医療の質マネジメント計画は、「インシデント」、「クリニカルアウトカム」、「診療にかかわる書類の整備」、「患者満足度」の各項目について、全ての病院の昨年実績と今年度計画をグラフ化した資料をもとに意見交換を行いました。健育会グループでは、急性期や慢性期、病床数や地域性によってそれぞれの病院に特徴があり、一概にデータを横軸で比較することはできませんが、それらを病床当たりの改善数などに換算することで、なるべく同じ視点でデータを比較できるようにしています。自病院だけでなく他の病院のデータも参考にすることで活発な意見交換が行われました。

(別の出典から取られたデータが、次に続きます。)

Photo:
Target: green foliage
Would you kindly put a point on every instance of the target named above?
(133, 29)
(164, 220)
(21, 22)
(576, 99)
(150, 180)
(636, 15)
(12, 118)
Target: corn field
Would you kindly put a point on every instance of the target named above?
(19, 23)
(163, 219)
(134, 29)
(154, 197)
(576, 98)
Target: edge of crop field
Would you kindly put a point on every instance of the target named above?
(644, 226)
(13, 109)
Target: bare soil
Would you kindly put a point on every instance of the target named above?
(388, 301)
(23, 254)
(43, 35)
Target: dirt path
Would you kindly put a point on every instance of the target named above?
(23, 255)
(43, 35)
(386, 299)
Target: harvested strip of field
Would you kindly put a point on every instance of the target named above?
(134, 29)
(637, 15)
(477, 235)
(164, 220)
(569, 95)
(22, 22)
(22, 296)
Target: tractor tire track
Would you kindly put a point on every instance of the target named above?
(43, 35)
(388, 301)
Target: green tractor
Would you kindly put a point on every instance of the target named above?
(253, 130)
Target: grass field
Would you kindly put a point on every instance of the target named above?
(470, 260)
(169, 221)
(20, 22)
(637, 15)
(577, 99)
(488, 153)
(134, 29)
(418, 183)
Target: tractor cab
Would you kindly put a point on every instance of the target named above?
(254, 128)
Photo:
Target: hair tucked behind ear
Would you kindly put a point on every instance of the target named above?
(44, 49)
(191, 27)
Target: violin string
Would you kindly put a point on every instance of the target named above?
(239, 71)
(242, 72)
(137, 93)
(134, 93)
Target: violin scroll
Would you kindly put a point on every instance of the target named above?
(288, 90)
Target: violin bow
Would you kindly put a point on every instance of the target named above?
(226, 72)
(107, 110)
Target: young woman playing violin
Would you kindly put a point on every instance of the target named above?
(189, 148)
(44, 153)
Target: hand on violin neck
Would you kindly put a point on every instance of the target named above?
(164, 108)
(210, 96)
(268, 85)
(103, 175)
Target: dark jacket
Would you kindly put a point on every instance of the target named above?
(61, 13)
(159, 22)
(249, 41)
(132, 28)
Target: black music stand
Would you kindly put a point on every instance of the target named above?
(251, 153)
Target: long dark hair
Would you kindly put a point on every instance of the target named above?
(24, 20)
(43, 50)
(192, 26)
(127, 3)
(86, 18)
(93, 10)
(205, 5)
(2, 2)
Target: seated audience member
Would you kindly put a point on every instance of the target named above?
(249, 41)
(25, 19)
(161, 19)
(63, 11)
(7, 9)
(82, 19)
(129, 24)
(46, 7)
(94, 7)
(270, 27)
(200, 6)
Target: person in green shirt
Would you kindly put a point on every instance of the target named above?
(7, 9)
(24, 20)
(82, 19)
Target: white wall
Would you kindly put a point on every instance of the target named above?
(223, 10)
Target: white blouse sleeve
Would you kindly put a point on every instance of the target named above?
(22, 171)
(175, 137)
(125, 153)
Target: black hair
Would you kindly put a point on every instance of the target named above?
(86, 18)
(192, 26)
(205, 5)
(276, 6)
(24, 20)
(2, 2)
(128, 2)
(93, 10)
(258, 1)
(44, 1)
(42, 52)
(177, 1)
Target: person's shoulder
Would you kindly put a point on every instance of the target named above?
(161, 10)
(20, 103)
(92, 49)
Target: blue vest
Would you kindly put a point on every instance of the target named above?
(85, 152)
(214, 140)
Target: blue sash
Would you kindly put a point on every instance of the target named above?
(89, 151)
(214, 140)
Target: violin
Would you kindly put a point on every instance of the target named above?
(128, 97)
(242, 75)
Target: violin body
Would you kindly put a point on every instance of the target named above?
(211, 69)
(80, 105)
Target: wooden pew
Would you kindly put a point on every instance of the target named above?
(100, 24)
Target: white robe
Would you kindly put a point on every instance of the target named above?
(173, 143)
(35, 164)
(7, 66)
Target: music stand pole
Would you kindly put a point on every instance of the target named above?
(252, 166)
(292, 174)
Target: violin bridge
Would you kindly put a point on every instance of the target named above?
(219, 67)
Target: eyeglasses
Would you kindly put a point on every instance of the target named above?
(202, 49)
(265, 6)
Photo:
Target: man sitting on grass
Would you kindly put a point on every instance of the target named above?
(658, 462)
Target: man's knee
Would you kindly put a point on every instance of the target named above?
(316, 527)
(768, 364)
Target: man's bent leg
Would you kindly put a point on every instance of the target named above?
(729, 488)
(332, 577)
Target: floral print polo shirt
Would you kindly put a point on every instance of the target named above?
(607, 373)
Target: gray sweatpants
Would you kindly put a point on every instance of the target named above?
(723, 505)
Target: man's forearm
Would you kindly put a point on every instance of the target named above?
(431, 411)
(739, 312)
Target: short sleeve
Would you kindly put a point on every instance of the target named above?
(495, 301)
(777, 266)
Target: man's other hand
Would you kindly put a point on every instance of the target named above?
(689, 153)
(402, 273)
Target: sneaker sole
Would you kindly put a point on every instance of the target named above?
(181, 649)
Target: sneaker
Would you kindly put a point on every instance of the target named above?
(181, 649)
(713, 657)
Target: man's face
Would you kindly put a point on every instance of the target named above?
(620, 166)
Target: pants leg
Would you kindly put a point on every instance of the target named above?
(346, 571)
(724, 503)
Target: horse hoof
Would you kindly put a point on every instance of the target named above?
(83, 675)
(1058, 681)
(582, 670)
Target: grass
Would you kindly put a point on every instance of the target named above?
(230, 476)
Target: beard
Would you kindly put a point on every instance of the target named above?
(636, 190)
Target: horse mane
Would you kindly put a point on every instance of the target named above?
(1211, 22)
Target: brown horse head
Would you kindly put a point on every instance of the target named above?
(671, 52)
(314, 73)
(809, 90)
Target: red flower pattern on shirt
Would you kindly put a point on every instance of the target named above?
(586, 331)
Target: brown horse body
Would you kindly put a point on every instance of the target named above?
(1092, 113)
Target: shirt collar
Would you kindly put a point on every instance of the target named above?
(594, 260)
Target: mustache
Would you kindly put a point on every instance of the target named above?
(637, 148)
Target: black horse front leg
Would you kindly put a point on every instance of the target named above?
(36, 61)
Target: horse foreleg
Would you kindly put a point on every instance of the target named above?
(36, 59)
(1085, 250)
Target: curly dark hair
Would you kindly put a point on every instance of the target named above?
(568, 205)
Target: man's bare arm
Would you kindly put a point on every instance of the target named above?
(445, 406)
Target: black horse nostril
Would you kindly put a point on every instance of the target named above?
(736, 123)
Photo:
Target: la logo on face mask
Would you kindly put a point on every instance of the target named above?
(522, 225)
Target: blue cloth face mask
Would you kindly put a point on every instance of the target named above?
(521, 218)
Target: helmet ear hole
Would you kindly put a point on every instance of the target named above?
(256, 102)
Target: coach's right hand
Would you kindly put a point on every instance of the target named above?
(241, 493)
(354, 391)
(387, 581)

会の最後には、私から会の総括と、本年度健育会が目指すことをお話しました。
グループの現状ですが、2017年湘南慶育病院とねりま健育会病院の開設による厳しかった財務状況は、2019年にはV字回復。2020年度も予算をクリアする安定した運営となりました。
振り返りますとこの20年間は病院、施設の新設だけでなく、既存の病院の建て替えも行いました。また医療の質を上げ、予算目標を達成するための「プロセス(仕組み)」もできている環境であると認識しています。医療に関しての「ストラクチャー」はハード・ソフト面ともにほぼ整っている状況です。
この状況において今後、健育会グループは一体何を目指すのか――まさに我々のミッション「光り輝く民間病院グループ」の実現に向けて“アクセルを踏む時期”です。実現に必要なものはビジョン。各病院理念を達成するためには「クライアントの心を豊かにする」ことが求められます。私が目指す医療は、一律ではなく、患者さん個々の人間としての尊厳、「その人らしさ」を大切にした医療・介護の提供です。職員全員が常に「どうすれば実現できるか」を考えることができるよう、刺激を与えていただきたいと思います。
具体的には、クライアントに提供すべき価値(バリュー)をもう一度確認し、質の高い医療サービスを考える中での「チーム医療」を確立することです。